Eileen Murray, executive director of the American Epilepsy Society (AES), whose annual 5-day meeting starts today at Chicago’s McCormick Place Convention Center, told theheart.org | Medscape Cardiology that the health, safety, and well-being of everyone attending is a priority.

“Vaccinations are required, with no exceptions, to anyone attending the in-person event,” Murray said. “AES is using the CLEAR HealthPass to verify identity and vaccination status for our attendees. No one who cannot verify identity and vaccination requirement will be permitted to attend the in-person event.”

She noted that masks will also be required except in limited circumstances when actively eating or drinking, or for a faculty member when actively presenting at a lecture or panel. “Anyone not adhering to the mask policy will be asked to leave the meeting and will be denied readmission to the meeting with no refund,” she said.

“These guidelines were developed in accordance with the latest public health guidance and AES will continue to follow that guidance as any updates are made with the emergence of the Omicron variant,” Murray added.

Also commenting on this issue for theheart.org | Medscape Cardiology, a spokesperson for the American Heart Association, which has its large annual international stroke meeting planned for in-person attendance in New Orleans in February, said: “As we have throughout the pandemic, the American Heart Association is closely monitoring conditions and following the guidance of the CDC as well as state and local health departments related to all in-person meetings.”

“Our upcoming International Stroke Conference, February 9-11, is planned as an in-person and digital experience which allows us the ultimate flexibility to address changing pandemic conditions.

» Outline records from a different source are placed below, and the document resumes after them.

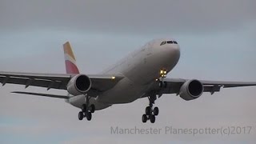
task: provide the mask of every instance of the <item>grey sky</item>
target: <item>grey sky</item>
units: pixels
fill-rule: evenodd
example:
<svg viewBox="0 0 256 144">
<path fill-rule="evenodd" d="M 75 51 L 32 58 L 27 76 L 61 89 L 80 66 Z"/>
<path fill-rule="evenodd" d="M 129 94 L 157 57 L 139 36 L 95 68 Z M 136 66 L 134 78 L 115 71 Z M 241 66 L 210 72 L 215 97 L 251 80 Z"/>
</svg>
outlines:
<svg viewBox="0 0 256 144">
<path fill-rule="evenodd" d="M 255 22 L 254 0 L 2 0 L 1 27 L 137 34 L 233 30 Z"/>
<path fill-rule="evenodd" d="M 0 1 L 0 70 L 64 73 L 62 45 L 70 41 L 85 74 L 95 74 L 153 38 L 175 38 L 182 58 L 168 77 L 256 81 L 256 1 Z M 222 90 L 184 102 L 165 95 L 156 123 L 142 124 L 146 99 L 113 106 L 79 122 L 62 100 L 1 88 L 0 143 L 254 143 L 255 87 Z M 29 87 L 27 91 L 45 93 Z M 66 94 L 65 91 L 49 93 Z M 254 126 L 231 136 L 112 135 L 122 128 Z"/>
</svg>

The health, safety, and well-being of our volunteers, members, and attendees from around the world remains our number-one priority,” the AHA spokesperson added.

But some COVID-19 experts are taking a more cautious view.  

Rowland Kao, PhD, an expert in infectious disease dynamics at the University of Edinburgh, UK, expressed concern about such large in-person conferences.  

“We know that the Omicron variant appears to be spreading rapidly, with a recent preprint also telling us that the reinfection rate appears to be higher in South Africa. Should this be borne out, then the evidence would support that our reliance on a combination of vaccine-induced and natural immunity may be compromised by the Omicron variant,” he commented to theheart.org | Medscape Cardiology.

“We already know that extended contact indoors provides an additional risk, and so large meetings of this type have the potential to create extended risks. Until we know the extent to which Omicron causes severe illness, we should be extra cautious about these high-risk settings,” Kao commented.